The Where I Live series aims to showcase our diverse city and region by spotlighting its many vibrant neighborhoods. Each week a local resident invites us over and lets us in on what makes their neighborhood special. Have we been to your neighborhood yet? Get in touch to share your story. If your story is selected and published, you will receive a $250 stipend.
We fell in love with San Antonio 40 years ago. It’s a city with history and character, and you just don’t see that in other Texas cities. We love that it’s bicultural and that the Mexican culture is so integral to the fabric of the city. And we love all the green spaces there are to explore.
When we first moved here, we lived just south of what used to be Central Park Mall and worked at UT Health San Antonio. We would drive through this little neighborhood surrounding the Denman Estate thinking it was very rare but we’d never be able to afford a house there.
One day, we saw a handwritten note tacked to a bulletin board at the university that advertised a house for sale on Donore Place with concrete sculptures. We weren’t even thinking about buying the place, but we made an appointment just to see the sculptures. We toured the amazing two-acre property with 100-year-old oak trees and magnificent trabajo rústico sculptures and fell in love.
That was in 1992, and we’ve been living here ever since. Most of the houses in the neighborhood were built in the ‘40s and ‘50s on large lots when there was nothing else around. This whole area was split up from the Manuel Tejada Ranch in 1918 and has managed to survive the growth surrounding it.

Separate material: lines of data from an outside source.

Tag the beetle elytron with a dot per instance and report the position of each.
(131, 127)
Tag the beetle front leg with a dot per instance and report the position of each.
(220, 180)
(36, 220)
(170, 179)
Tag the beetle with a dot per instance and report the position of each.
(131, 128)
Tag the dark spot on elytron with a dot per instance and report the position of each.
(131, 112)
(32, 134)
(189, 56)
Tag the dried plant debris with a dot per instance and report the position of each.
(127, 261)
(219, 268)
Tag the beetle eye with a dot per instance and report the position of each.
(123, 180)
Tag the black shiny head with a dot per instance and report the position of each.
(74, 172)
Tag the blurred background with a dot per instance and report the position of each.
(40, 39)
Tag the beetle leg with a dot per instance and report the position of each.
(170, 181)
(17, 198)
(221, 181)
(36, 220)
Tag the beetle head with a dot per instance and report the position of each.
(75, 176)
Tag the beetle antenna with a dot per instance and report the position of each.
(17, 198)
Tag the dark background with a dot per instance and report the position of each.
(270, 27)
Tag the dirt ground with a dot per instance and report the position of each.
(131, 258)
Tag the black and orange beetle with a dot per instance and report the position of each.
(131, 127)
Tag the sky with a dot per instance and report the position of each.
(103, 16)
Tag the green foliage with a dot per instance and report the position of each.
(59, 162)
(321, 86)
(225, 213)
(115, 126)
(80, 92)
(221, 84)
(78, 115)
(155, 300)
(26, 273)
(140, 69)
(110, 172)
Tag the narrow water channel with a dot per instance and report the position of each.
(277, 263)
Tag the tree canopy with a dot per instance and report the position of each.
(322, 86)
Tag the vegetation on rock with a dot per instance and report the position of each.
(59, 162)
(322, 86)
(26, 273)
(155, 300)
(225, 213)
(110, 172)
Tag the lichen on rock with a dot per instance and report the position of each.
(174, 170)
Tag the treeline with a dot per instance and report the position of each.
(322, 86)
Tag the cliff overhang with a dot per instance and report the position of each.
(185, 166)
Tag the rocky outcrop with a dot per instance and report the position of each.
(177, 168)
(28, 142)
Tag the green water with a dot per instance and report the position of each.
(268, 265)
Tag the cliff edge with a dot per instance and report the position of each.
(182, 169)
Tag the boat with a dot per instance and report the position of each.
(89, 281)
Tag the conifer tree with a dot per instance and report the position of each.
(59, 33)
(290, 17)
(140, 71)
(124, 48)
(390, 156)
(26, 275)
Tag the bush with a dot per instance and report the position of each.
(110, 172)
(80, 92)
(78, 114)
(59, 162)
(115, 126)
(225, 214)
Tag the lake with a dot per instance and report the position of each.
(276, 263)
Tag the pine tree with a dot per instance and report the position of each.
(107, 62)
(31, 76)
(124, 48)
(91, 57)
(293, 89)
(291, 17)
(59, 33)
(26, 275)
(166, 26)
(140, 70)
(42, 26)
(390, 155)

While not much has changed in our neighborhood since we moved in, the area around us has really transformed. Many new additions have been convenient, but we’ve definitely felt the blow of some of the losses. Calcutta Coffee House was one of them. We got to know the owner there and other people in the area who would hang out there, and it was a place where we made real connections.
The neighborhood is quite walkable and will be even more so when the city finishes putting sidewalks in. We’re near Sprouts and a diverse selection of restaurants on Fredericksburg Road (Dry Dock and India Palace among our favorites), as well as our favorite coffee shop, Merit Coffee. And if you need to go downtown, you can hop on a bus along Fredericksburg.

Five years ago, the house next door, which is also on a two-acre lot, came on the market. It had been abandoned for five years, the roof had been leaking for 20 years and the person who was going to buy it was going to raze everything — the house as well as the trees — and build apartments. The owner, Ginger Diaz, was reluctant. She had grown up there and hated the idea that the house and trees would be razed, so she talked us into buying it.
The home was built in 1946 and despite needing a lot of work due to years of neglect, it has good bones. And the property still has remnants of the Tejada Ranch, like a cabin and barn. The huge task of renovation and renewal was achieved by the work of Harry Geyer, our contractor, architect Billy Lambert and landscaper Fernando Gonzalez.
We’ve started a community garden in the back and are working on a nature learning center. By partnering with Two Hoes Gardening, we’ve been able to offer a range of programming for children and adults. We’re also a hub for Green Spaces Alliance.
To help pay the bills, we rent out the home for vacation stays on Airbnb and offer event space. We named the property Hacienda Tecolote after a family of owls that have lived on the property for years and still watch over the land.

In the home where we live, we’ve added a new wing that we call the sports entertainment pavilion. It has a gym with a loft for meditation, a covered patio and an entertainment room. We decided to add the wing when we retired about nine years ago. This structure was conceived and built thanks to architect Rick Burleson and contractor Harry Geyer.
When we first moved to San Antonio, we thought we might spend a few years here before moving to the East Coast to be closer to France. Then when we retired we considered moving to Oregon. But, ultimately, we realized we loved San Antonio too much to leave.